Como trató de demostrarlo Fernando Vallejo en su Logoi, el número de combinaciones en la estructura discursiva es finito.
Esto significa que forzosamente serán usadas unas u otras, y algunas, las que
elija tal o cual escritor, caerán en la página de forma reiterada, lo que
delineará, quiera o no, “su estilo”. Explico con un ejemplo burdo, pero claro.
Supongamos que esta es una estructura: “Juan se mantuvo atento, listo para
opinar cuando fuera necesario, inevitable”. Los verbos, las pausas, podrían
repetirse en el mismo escritor así sea inconscientemente: “Avancé rápido,
ansioso de llegar al sitio oculto, recóndito”.
No
creo, sin embargo, que sea sólo la forma de la escritura lo que determina un
estilo. La búsqueda de la palabra justa,
a lo Flaubert —o algún fraseo más o menos insistente, a lo Paz—, no llega a
convertirse en el único sello de identidad del escritor. El estilo es
repetición, sí, pero no sólo de palabras o estructuras lingüísticas, sino
también de temas y abordajes. Los lectores no se contentan con lo puramente
verbal, por más primoroso y reiterado que sea; buscan que su autor de cabecera
vuelva a los temas o, mejor, a los abordajes de los temas que lo fueron
haciendo admirable.
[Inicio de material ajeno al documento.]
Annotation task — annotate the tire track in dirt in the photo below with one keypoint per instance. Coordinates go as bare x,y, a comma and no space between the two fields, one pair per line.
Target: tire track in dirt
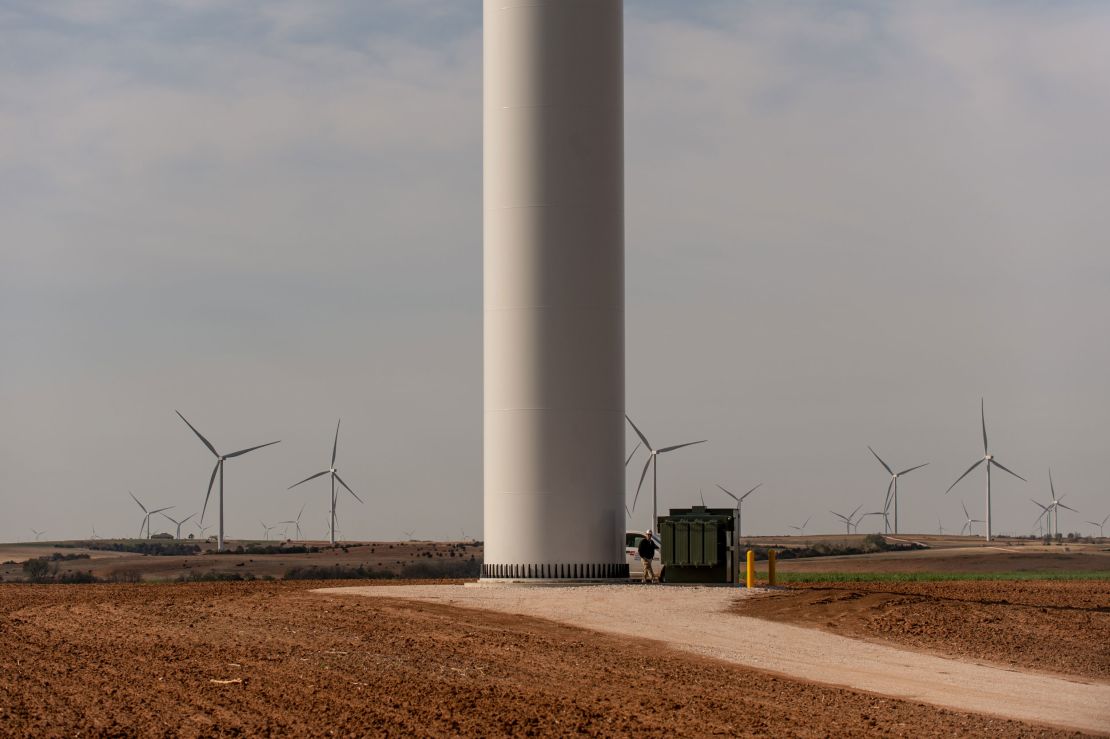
697,619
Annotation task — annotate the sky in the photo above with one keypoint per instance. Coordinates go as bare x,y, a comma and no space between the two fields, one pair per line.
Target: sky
846,223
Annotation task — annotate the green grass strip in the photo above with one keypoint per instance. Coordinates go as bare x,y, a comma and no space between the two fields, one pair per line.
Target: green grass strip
937,577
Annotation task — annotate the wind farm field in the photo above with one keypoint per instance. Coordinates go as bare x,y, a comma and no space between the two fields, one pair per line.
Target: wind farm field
276,658
258,560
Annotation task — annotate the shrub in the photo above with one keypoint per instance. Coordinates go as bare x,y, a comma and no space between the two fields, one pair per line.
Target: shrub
38,569
336,573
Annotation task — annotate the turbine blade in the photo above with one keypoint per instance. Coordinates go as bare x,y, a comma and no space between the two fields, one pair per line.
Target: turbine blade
335,445
982,413
885,465
347,487
752,491
638,433
242,452
962,476
211,483
199,435
729,494
308,478
635,449
678,446
137,500
995,462
642,476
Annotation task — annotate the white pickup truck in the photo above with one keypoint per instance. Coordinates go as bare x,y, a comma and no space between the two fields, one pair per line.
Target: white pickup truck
632,556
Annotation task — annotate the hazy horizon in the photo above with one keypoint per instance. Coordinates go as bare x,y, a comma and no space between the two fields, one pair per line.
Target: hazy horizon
845,224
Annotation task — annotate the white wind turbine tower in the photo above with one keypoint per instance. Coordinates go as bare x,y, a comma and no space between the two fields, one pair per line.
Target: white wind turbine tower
148,514
179,523
1046,510
891,491
968,525
335,478
295,522
653,462
801,529
1056,505
219,468
739,503
847,519
989,458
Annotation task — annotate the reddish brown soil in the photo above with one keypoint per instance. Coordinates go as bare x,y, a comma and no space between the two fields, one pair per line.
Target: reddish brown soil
144,659
1056,626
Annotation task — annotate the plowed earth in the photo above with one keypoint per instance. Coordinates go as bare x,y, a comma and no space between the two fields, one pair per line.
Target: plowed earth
1057,626
269,659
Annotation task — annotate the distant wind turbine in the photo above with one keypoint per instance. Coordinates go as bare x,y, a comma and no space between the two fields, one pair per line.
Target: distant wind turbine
801,529
220,458
148,514
968,525
847,519
1046,510
295,522
989,458
653,462
1055,506
335,478
891,491
179,523
739,504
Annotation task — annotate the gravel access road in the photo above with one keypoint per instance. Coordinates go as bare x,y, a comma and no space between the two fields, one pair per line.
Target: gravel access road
696,619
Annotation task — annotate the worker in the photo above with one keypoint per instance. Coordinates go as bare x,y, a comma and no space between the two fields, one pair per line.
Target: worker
646,550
Alejo Carpentier es un portento de narrador con un estilo
definido no sólo por su barroquismo, sino también por sus asuntos, por sus
ambientes, la mayoría ubicados en el Atlántico: “Con dos tambores andaba
Juan a lo largo del Escalda —el suyo, terciado en la cadera izquierda; al
hombro el ganado a las cartas—, cuando le llamó la atención una nave, recién
arrimada a la orilla, que acababa de atar gúmenas a las bitas”. Si hay mate y
primera persona y estilo “oral” y calidez familiar, casi es seguro que sea
Cortázar urdiendo fantasías en la vida cotidiana de sus personajes: “Lo
recordaré siempre con claridad porque fue simple y sin circunstancias inútiles.
Irene estaba tejiendo en su dormitorio, eran las ocho de la noche y de repente
se me ocurrió poner al fuego la pavita del mate”. Y así, cada cual con sus
palabras y sus abordajes, todos los grandes escritores llegaron a serlo en el
momento en el que sus lectores consumían, felices, las mismas dosis, aquellas
que una y otra vez hacían únicos e irrepetibles a sus escritores favoritos.